In order to split requirements down into multiple chunks, defining the hierarchy is the initial step:

Screenshot_2019-01-25_at_15.04.04

As you already found in above scheme, we can have some sort of top down hierarchy which any of upper level requirement chunk can be load into the lower levels. Notice that, none of the middle stages are not compulsory and can be omitted for constructing the lower level requirements.

Also, pip-tools provides an abstraction interface on defining requirements file and basically it expects us only define main packages and all the sub-packages will be automatically linked and dumped into output requirements.txt files.

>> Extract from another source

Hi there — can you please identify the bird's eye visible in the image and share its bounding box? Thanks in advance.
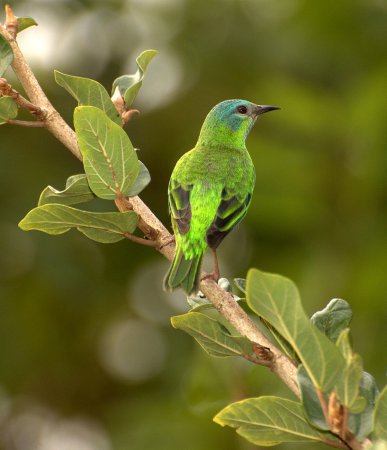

A simple instructions of .in and .txt files definition in pip-tools you can check out the following link. https://koed00.github.io/managed-environments-with-piptools/

But in order to have a more realistic example consider the following snippets:

# imagine for make an fresh venv without any package installed
# go to the project directory
$ cd project_dir

# install the pip-tools via pip
# ATTENTION: DO NOT UPDATE PIP TO ITS LATEST VERSION.
$ pip install pip-tools

# lets define the our requirements chunks
$ mkdir requirements
$ cd requirements

# As top level requirement file lets create main.in first
# (all the packages name in the following command are just arbitrary 
# can be literally anything)
# here we just see the content of the file which we created

# main.in content:
awscli
boto3

# dev.in content:
-r main.in
pandas
numpy

# data_simulation.in content:
-r dev.in
geopandas
turicreate
rtree

# mark-local.in content:
-r data_simulation.in 
pep98
pylint


# Running the pip-compile on the last file of the chain 
# to compile and output .txt pip requirements file
$ pip-compile mark-local.in  # it could take awhile

# Run pip-sync to actually install the package
$ pip-sync mark-local.txt  # consider the txt extension

A few notes:

Consider that the outcome of the pip-compile will be an *.txt file with same name as input file.
Do not upgrade the pip to version 19.0 or above since it has some unresolved bugs.
pip-compile file can be run on any file in the hierarchy not only the last in the chain.
You might ran into maximum pip iteration threshold if you have many nested .in files which can be resolve by increasing that threshold system-wide (google it).
For adding or removing any package, just remove it from the *.in file and run pip-compile to regenerate the *.txt file and at end pip-sync to reflect on venv. That automatically take care of all sub-dependency and remove them all too.
Since we usually don’t pin the packages in *.in files (except when we have to), in order to update or upgrade packages we need to run pip-compile on regular basis. (for more on pinning package read this article).
Both *.in and *.txt files should be tracked with version control system (git in our case).